One patient was fortunate to have avoided the complications that can be associated with uncorrected ToF, which include atrial clot formation, increased risk of infections and abscesses, or even sudden death.
Much more commonly, the adults we see with ToF were diagnosed early in life due to cyanosis, and they have received palliative — and most often also corrective —surgery. We see these patients for routine follow-up and for long-term complications that can arise from either the disease or prior surgeries.
When ToF is repaired in childhood, we try to spare the pulmonic valve, but more often the pulmonic valve is opened up and an outflow patch is placed, which compromises the valve’s function. (Valve placement in childhood is rare because it is not necessary in the short term and the available valves have very limited life spans.) Therefore, leaky valves are the most common reason these patients are referred for surgical repair in adulthood.

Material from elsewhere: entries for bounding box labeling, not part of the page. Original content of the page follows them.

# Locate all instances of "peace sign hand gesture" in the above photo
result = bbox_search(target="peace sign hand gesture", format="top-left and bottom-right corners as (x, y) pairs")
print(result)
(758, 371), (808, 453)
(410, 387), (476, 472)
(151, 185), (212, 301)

We determine and continually monitor the need for a valve repair or replacement based primarily on symptoms such as cyanosis or fatigue, physical ability and size of the right ventricle. Some patients may never need a reoperation.
However, it is important that surgical intervention, if needed, occur before the right ventricle becomes too stretched.
We always strive for valve-sparing surgeries; in cases when the pulmonary arteries and right ventricle are in good condition, patients can go through life without ever requiring a prosthetic valve. Occasionally we are able to implant a valve without performing surgery, but the ability to replace the valve percutaneously is often limited by the large size of the pulmonary outflow tracts or by other structural defects that need to be concomitantly corrected.
In certain cases in which we know additional strain may be placed on the heart in the near future — such as a planned pregnancy — we may recommend valve replacement surgery sooner than we otherwise would.
Regardless of when ToF is diagnosed, patients who require interventional or surgical procedures are best served at centers with a specialized multidisciplinary adult CHD center, as recommended by the American College of Cardiology/American Heart Association guidelines on adult CHD. Because this specialty is fairly uncommon, at least 30 percent of the patients seen at our center come from out of state.
When performed by an experienced CHD surgeon, surgical repair of ToF in adults has a high success rate, and most patients will not need further surgical treatment.